Gujarat H.C : Whether the impugned order of the respondent No. 1, under s. 264 of the Income-tax Act, 1961 (IT Act), dt. 26th March, 1992, in respect of asst. yr. 1975-76 to 198182 (7 years), whereby, the revision application of the petitioner-assessee came to be rejected on the ground that it was barred by limitation, is legal, valid or justified or not ?

High Court Of Gujarat

Pravin V. Ashar vs. Jaidev, CIT

Sections 264

Asst. Year 1975-76, 1976-77, 1977-78, 1978-79, 1979-80, 1980-81, 1981-82

J.N. Bhatt & C.K. Buch, JJ.

Special Civil Appln. No. 6688 of 1993

17th February, 2000

Counsel Appeared

S.N. Soparkar, for the Petitioner : R.P. Bhatt, for the Respondent

JUDGMENT

J.N. BHATT, J. :

The short, but interesting question which has surfaced in this petition under Art. 226 of the Constitution of India is, as to whether the impugned order of the respondent No. 1, under s. 264 of the Income-tax Act, 1961 (IT Act), dt. 26th March, 1992, in respect of asst. yr. 1975-76 to 198182 (7 years), whereby, the revision application of the petitioner-assessee came to be rejected on the ground that it was barred by limitation, is legal, valid or justified or not ?

2. The petitioner-assessee was working as Development Officer for the Life Insurance Corporation of India and was in receipt of incentive bonus, partly, in order to reimburse the expenditure required to be incurred for procuring business. He raised this issue, for the first time, in the asst. yr. 1982-83, contending that since part of the incentive bonus received is required to be spent for procuring business part of incentive bonus should be exempted under the provisions of IT Act. The contention was accepted by the Asstt. CIT, Jamnagar, whereby, he held that the petitioner is entitled to deduction at 40 per cent of the incentive bonus as expenses. The Tribunal, later on, confirmed it. Prompted by this, the petitioner-assessee filed Revision application on 20th Jan., 1984, before the respondent for asst. yrs. 1975-76 to 1981-82, against the orders under s. 143(3) passed by the ITO, claiming the part of the incentive bonus as permissible expenditure. Since there was delay, as the revision was for past 7 years assessment, the assessee inter alia, contended that the order of the first appellate authority for the asst. yr. 1982-83 came to be recorded on 22nd Dec., 1983 and within a period of one month, the revision came to be filed on 20th Jan., 1984, for the entire block of seven years by invoking the aids of the provisions of s. 264 of the IT Act. It is on this ground, the delay was sought to be condoned.
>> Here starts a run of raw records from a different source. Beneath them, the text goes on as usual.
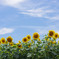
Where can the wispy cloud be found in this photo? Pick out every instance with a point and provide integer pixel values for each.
(6, 30)
(41, 29)
(37, 8)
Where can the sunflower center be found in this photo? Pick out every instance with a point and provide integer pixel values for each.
(51, 33)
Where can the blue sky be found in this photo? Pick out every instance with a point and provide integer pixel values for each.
(21, 17)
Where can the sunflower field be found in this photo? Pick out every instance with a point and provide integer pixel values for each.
(31, 47)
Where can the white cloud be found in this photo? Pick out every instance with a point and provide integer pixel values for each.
(37, 8)
(42, 29)
(6, 30)
(12, 3)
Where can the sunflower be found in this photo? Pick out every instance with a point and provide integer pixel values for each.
(3, 41)
(29, 45)
(32, 41)
(36, 36)
(9, 39)
(47, 39)
(51, 33)
(51, 41)
(11, 43)
(29, 37)
(25, 40)
(54, 42)
(6, 42)
(20, 46)
(55, 36)
(19, 41)
(58, 42)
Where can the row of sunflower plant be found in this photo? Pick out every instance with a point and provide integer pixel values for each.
(31, 48)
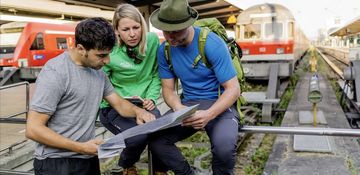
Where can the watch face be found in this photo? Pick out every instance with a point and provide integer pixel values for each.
(136, 101)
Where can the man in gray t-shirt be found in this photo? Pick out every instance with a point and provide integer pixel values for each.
(68, 93)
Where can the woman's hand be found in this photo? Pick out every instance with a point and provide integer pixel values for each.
(148, 104)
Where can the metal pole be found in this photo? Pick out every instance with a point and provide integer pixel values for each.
(301, 131)
(314, 114)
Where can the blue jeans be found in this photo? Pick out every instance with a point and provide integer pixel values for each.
(116, 124)
(66, 166)
(223, 134)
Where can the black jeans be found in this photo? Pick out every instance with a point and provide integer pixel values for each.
(116, 124)
(67, 166)
(223, 134)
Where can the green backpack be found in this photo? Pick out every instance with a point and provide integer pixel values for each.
(213, 25)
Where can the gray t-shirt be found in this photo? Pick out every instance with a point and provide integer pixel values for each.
(71, 95)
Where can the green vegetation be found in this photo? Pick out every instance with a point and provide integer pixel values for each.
(261, 155)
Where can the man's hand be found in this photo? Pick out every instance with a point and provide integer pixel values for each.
(90, 147)
(148, 104)
(198, 120)
(142, 116)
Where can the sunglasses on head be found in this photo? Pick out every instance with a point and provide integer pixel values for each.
(132, 54)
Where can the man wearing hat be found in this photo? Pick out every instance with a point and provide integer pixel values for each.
(217, 114)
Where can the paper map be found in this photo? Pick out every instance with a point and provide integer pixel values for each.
(114, 145)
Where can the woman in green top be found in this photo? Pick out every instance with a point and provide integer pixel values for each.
(133, 72)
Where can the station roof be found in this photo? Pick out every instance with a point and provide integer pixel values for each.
(220, 9)
(349, 28)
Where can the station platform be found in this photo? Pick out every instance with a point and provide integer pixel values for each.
(298, 154)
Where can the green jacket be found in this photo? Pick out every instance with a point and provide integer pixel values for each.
(130, 79)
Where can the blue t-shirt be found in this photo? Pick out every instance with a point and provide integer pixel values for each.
(201, 82)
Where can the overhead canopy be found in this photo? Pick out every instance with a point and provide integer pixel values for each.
(350, 28)
(77, 9)
(207, 8)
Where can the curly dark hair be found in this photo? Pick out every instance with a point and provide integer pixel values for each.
(95, 33)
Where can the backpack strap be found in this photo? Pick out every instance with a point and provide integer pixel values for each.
(204, 32)
(168, 61)
(167, 55)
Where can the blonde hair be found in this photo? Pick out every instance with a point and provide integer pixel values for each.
(131, 12)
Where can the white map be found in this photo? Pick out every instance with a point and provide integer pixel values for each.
(114, 145)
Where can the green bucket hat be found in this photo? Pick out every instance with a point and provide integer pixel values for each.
(173, 15)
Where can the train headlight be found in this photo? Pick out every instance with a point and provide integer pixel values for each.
(245, 51)
(279, 50)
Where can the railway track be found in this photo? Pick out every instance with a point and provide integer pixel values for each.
(335, 63)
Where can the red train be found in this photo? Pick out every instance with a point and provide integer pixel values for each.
(27, 46)
(268, 33)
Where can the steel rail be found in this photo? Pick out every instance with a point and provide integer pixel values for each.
(332, 65)
(301, 131)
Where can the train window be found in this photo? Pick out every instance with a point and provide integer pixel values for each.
(291, 29)
(252, 31)
(61, 43)
(38, 43)
(273, 30)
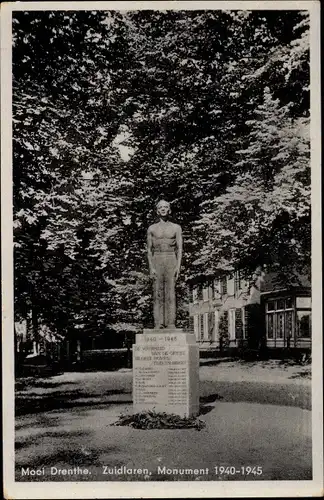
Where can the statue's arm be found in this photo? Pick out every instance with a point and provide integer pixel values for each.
(149, 251)
(179, 249)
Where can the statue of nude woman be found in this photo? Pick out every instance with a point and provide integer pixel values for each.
(164, 249)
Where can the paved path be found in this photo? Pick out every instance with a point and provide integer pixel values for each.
(240, 432)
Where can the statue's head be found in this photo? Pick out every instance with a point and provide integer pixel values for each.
(163, 208)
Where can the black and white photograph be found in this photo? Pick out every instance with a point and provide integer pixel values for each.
(161, 249)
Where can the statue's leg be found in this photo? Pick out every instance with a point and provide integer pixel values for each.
(158, 293)
(170, 301)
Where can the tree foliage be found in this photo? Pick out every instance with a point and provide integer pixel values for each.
(112, 111)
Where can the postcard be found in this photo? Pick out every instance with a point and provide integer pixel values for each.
(161, 249)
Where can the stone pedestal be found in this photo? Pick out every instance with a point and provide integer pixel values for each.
(166, 372)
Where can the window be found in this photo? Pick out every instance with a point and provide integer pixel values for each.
(216, 325)
(270, 326)
(304, 324)
(288, 324)
(224, 286)
(279, 318)
(196, 326)
(237, 282)
(201, 332)
(231, 324)
(216, 288)
(280, 325)
(211, 319)
(205, 326)
(303, 302)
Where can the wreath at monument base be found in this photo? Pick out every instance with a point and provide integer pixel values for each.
(154, 420)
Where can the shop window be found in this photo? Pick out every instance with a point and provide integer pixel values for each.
(201, 327)
(205, 294)
(303, 302)
(224, 286)
(279, 318)
(231, 324)
(289, 303)
(288, 324)
(303, 324)
(237, 282)
(280, 304)
(280, 325)
(196, 326)
(211, 325)
(270, 326)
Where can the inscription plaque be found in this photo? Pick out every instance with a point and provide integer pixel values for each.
(165, 375)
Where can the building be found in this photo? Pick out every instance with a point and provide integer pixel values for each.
(232, 312)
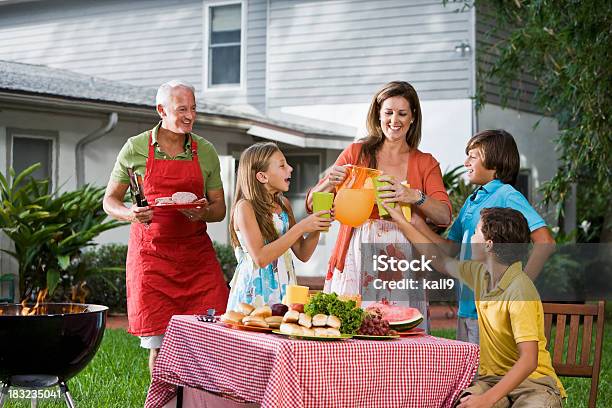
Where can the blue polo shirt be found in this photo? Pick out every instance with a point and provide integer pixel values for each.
(493, 194)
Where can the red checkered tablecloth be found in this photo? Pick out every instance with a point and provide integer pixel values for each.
(277, 371)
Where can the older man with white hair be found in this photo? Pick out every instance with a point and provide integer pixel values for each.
(171, 264)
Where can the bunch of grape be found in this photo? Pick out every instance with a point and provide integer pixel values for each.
(374, 325)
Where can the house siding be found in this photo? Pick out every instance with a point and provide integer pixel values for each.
(489, 34)
(142, 43)
(325, 52)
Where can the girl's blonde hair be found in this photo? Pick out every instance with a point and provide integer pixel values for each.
(254, 159)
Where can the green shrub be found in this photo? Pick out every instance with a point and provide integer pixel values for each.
(49, 229)
(227, 259)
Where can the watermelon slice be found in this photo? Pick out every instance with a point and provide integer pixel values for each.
(400, 318)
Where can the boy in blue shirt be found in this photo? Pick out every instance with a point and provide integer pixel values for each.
(492, 163)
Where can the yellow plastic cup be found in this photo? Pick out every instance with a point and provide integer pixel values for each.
(406, 210)
(322, 201)
(382, 212)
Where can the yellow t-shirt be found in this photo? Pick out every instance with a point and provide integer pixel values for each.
(510, 313)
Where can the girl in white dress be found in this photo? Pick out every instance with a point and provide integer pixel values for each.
(263, 229)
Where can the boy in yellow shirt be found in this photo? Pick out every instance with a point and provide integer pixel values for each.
(515, 367)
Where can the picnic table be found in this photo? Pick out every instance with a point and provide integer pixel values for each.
(277, 371)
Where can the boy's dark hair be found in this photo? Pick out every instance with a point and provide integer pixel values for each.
(509, 231)
(499, 153)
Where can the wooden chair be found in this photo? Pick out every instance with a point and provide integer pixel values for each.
(578, 315)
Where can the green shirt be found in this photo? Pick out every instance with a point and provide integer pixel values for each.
(135, 151)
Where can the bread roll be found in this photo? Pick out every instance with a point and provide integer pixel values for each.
(264, 311)
(305, 320)
(163, 200)
(274, 321)
(245, 309)
(333, 332)
(333, 321)
(291, 317)
(320, 331)
(232, 317)
(254, 321)
(291, 329)
(307, 332)
(184, 197)
(319, 320)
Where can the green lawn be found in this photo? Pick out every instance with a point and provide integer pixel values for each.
(119, 377)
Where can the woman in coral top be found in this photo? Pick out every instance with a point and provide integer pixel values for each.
(394, 132)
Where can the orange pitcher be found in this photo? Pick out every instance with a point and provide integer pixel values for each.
(356, 196)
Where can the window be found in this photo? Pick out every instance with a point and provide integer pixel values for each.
(523, 183)
(29, 147)
(306, 169)
(224, 45)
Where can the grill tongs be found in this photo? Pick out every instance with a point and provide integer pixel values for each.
(136, 189)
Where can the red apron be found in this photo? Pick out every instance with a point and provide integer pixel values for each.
(172, 267)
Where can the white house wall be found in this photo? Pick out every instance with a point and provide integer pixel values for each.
(100, 155)
(341, 51)
(145, 42)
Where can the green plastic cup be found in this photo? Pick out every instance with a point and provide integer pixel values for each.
(382, 212)
(322, 201)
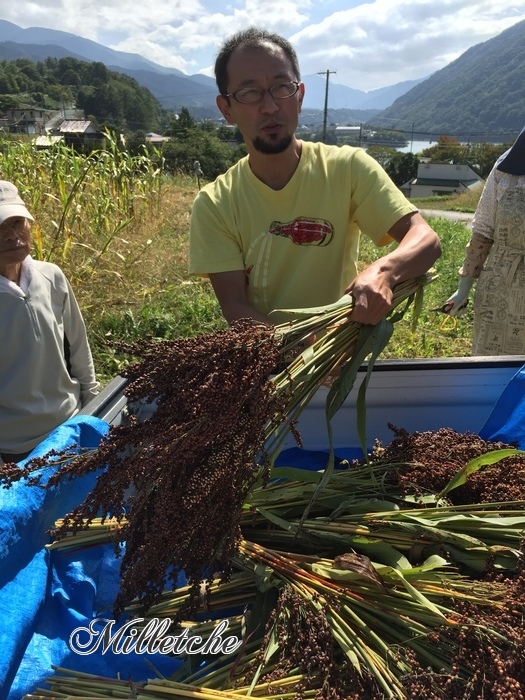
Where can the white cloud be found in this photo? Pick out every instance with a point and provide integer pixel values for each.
(368, 45)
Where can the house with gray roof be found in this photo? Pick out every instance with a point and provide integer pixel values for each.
(441, 179)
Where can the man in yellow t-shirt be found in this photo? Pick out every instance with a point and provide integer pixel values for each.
(280, 229)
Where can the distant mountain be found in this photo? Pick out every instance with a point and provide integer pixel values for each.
(343, 97)
(172, 88)
(480, 93)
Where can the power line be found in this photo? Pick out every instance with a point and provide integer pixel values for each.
(325, 112)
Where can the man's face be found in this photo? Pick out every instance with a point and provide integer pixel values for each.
(269, 125)
(15, 240)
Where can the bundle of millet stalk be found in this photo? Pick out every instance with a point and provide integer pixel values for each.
(178, 480)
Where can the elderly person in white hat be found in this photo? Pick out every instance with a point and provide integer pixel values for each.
(46, 367)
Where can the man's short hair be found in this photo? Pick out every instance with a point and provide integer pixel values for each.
(250, 38)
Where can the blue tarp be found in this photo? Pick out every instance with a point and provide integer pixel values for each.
(46, 595)
(506, 423)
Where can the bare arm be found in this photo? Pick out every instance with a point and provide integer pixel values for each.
(417, 251)
(230, 290)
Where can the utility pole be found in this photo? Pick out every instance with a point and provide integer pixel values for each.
(325, 113)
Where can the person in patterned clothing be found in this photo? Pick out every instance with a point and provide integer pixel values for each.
(495, 260)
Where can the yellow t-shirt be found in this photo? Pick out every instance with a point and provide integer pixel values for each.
(299, 245)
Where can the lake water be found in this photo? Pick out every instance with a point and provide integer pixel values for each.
(416, 146)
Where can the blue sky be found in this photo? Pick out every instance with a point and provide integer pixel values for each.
(368, 45)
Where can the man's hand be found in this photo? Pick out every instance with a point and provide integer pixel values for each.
(457, 303)
(372, 297)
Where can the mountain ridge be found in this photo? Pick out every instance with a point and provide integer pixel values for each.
(170, 86)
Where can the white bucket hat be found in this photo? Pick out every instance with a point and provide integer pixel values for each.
(11, 203)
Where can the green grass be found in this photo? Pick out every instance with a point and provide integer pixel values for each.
(118, 226)
(189, 307)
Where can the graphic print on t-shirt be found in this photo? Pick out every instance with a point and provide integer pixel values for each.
(303, 231)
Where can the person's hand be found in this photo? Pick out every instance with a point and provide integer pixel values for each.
(457, 303)
(372, 297)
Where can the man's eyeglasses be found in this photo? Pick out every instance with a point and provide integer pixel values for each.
(251, 96)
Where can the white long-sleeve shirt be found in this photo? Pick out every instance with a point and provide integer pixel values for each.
(46, 367)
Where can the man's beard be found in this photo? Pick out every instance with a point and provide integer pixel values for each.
(271, 148)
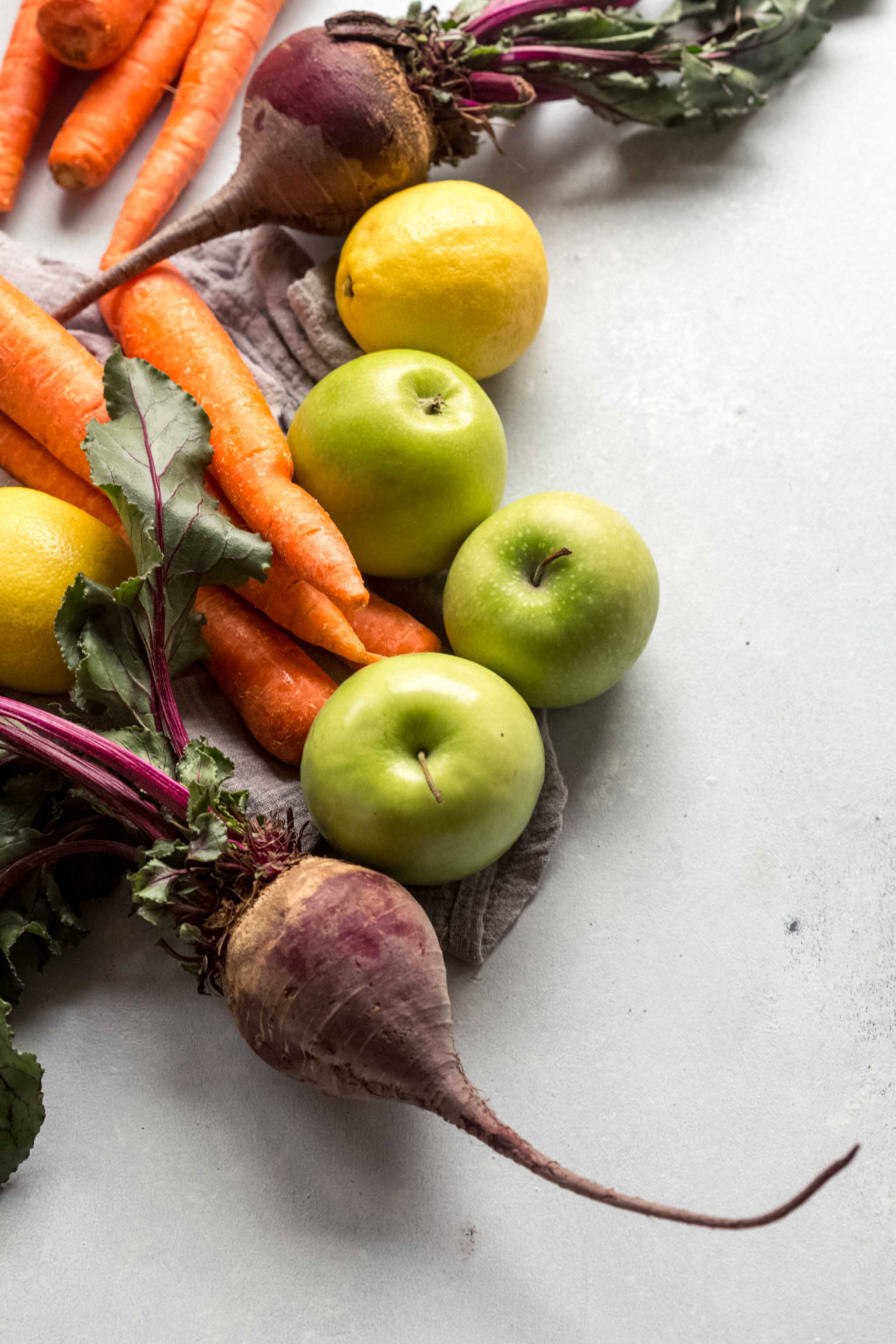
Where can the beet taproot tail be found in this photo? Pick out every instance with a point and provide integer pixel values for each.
(335, 977)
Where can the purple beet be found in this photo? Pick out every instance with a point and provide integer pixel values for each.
(335, 977)
(328, 130)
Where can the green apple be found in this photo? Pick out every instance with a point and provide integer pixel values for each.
(556, 593)
(406, 453)
(424, 766)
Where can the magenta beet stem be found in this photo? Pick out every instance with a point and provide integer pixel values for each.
(13, 875)
(119, 798)
(112, 754)
(497, 17)
(491, 87)
(551, 93)
(581, 57)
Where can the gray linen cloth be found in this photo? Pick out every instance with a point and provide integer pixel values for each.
(281, 314)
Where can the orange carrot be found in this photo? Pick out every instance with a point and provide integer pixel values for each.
(49, 382)
(32, 464)
(27, 78)
(228, 43)
(293, 604)
(161, 319)
(388, 631)
(274, 687)
(89, 34)
(116, 107)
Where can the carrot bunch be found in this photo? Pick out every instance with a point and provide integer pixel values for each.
(140, 46)
(50, 389)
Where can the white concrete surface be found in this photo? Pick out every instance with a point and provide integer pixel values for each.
(700, 1004)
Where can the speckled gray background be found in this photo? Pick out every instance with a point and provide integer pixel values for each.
(700, 1003)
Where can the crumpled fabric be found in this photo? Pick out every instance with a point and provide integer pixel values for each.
(280, 310)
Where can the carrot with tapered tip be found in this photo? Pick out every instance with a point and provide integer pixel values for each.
(27, 78)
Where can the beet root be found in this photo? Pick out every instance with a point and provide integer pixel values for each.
(328, 130)
(335, 977)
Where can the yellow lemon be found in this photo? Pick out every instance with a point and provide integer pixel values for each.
(451, 268)
(45, 545)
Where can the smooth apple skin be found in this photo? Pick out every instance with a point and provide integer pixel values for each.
(405, 479)
(586, 623)
(366, 788)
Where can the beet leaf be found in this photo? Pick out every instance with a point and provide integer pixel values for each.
(151, 458)
(21, 1100)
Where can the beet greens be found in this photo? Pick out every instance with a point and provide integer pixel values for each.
(339, 117)
(334, 973)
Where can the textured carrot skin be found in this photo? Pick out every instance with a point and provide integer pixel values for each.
(220, 61)
(49, 382)
(32, 464)
(161, 319)
(91, 34)
(274, 687)
(116, 107)
(27, 78)
(293, 604)
(388, 631)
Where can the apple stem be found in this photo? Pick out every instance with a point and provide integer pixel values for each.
(437, 794)
(555, 556)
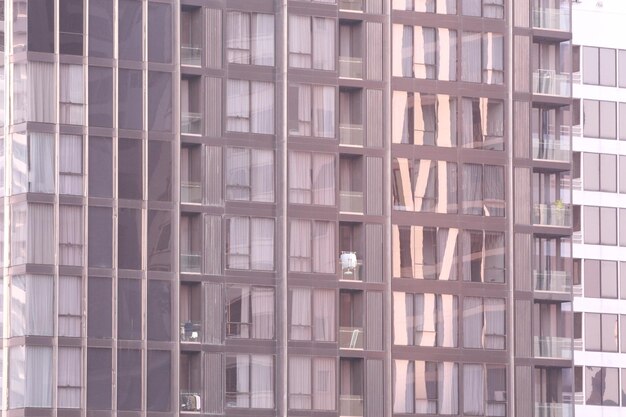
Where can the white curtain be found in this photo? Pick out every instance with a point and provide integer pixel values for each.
(70, 235)
(262, 313)
(448, 380)
(323, 43)
(40, 234)
(300, 383)
(262, 175)
(238, 37)
(238, 106)
(41, 162)
(262, 244)
(237, 174)
(71, 164)
(299, 41)
(71, 93)
(42, 92)
(324, 315)
(263, 39)
(38, 377)
(300, 248)
(300, 314)
(324, 383)
(69, 361)
(299, 177)
(262, 111)
(239, 243)
(494, 323)
(473, 389)
(473, 322)
(324, 111)
(262, 382)
(324, 179)
(324, 247)
(70, 312)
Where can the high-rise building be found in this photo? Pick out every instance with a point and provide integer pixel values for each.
(327, 208)
(600, 207)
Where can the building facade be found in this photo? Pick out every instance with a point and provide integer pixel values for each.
(287, 208)
(600, 226)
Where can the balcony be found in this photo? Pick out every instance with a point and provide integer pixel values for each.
(191, 55)
(552, 281)
(351, 134)
(191, 262)
(191, 123)
(553, 410)
(190, 402)
(350, 405)
(352, 5)
(190, 332)
(547, 147)
(551, 19)
(553, 347)
(555, 214)
(350, 67)
(351, 201)
(548, 82)
(351, 338)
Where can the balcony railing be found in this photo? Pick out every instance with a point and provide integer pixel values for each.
(350, 405)
(552, 281)
(190, 331)
(350, 134)
(553, 19)
(547, 147)
(553, 410)
(553, 347)
(356, 5)
(350, 67)
(191, 123)
(191, 192)
(552, 214)
(351, 201)
(191, 55)
(353, 274)
(351, 338)
(550, 83)
(190, 402)
(191, 262)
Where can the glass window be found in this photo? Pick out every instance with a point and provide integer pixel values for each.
(250, 381)
(250, 38)
(249, 174)
(312, 246)
(250, 312)
(250, 243)
(312, 42)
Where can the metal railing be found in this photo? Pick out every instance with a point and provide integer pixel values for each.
(553, 347)
(351, 338)
(553, 410)
(553, 19)
(191, 192)
(350, 405)
(191, 123)
(355, 5)
(191, 262)
(550, 83)
(350, 134)
(190, 55)
(552, 281)
(552, 215)
(190, 331)
(350, 67)
(351, 201)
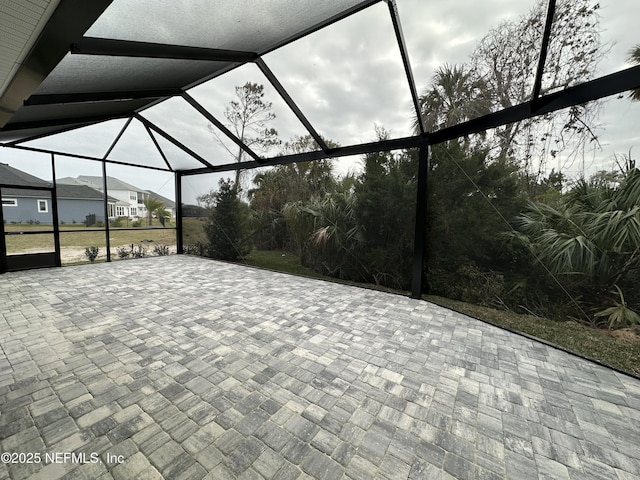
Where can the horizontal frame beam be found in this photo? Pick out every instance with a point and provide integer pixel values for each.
(75, 122)
(602, 87)
(128, 48)
(362, 149)
(91, 97)
(84, 157)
The respondent CIT, did not find favour with the claim for condonation of delay holding that the decision of the appellant authority for the asst. yr. 1982-83 in favour of the assessee would not give rise to a right to the assessee to have filed belated revision application for 7 years and to claim certain deductions for the incentive bonus given by the LIC. According to him, each assessment year is separate and independent proceedings and each claim has to be taken up within the appropriate time-frame. He, therefore, held that the assessee was not prevented from making a revision application within the stipulated period, and therefore, the revision came to be dismissed on technical ground of barred by limitation.

After having heard the learned advocates appearing for the parties and considering the facts emerging from the record of the present case, it is clear that the respondent, CIT, while determining and deciding the revision under s. 264 of the IT Act had not given an opportunity of hearing. This aspect itself is sufficient to direct the respondent No. 1 to rehear the revision filed by the assessee and to decide it in accordance with law after giving an opportunity of hearing to the petitioner. Obviously, the matter is also not decided on merits. It came to be decided only on the ground of limitation. Since non-hearing of the assessee by the authority strikes at the root of the impugned order, we are left with no alternative but to quash the impugned order. The impugned order is, therefore, required to be quashed. The impugned order dt. 26th March, 1992, as at Annexure A, is quashed and set aside. Obviously, the matter shall go back to him for reconsideration, adjudication and determination, after affording the assessee with an opportunity of hearing. The respondent authority, obviously, shall have to consider the merits of the claims made in the revision in the light of the decision of this Court rendered in CIT vs. Kiranbhai H. Shelat (1998) 147 CTR (Guj) 43 : (1999) 235 ITR 635 (Guj) : TC S58.4483 and objectively, in accordance with law.

In the result, the petition is partly allowed, in the light of the aforesaid observations and directions, leaving the parties to bear their own costs.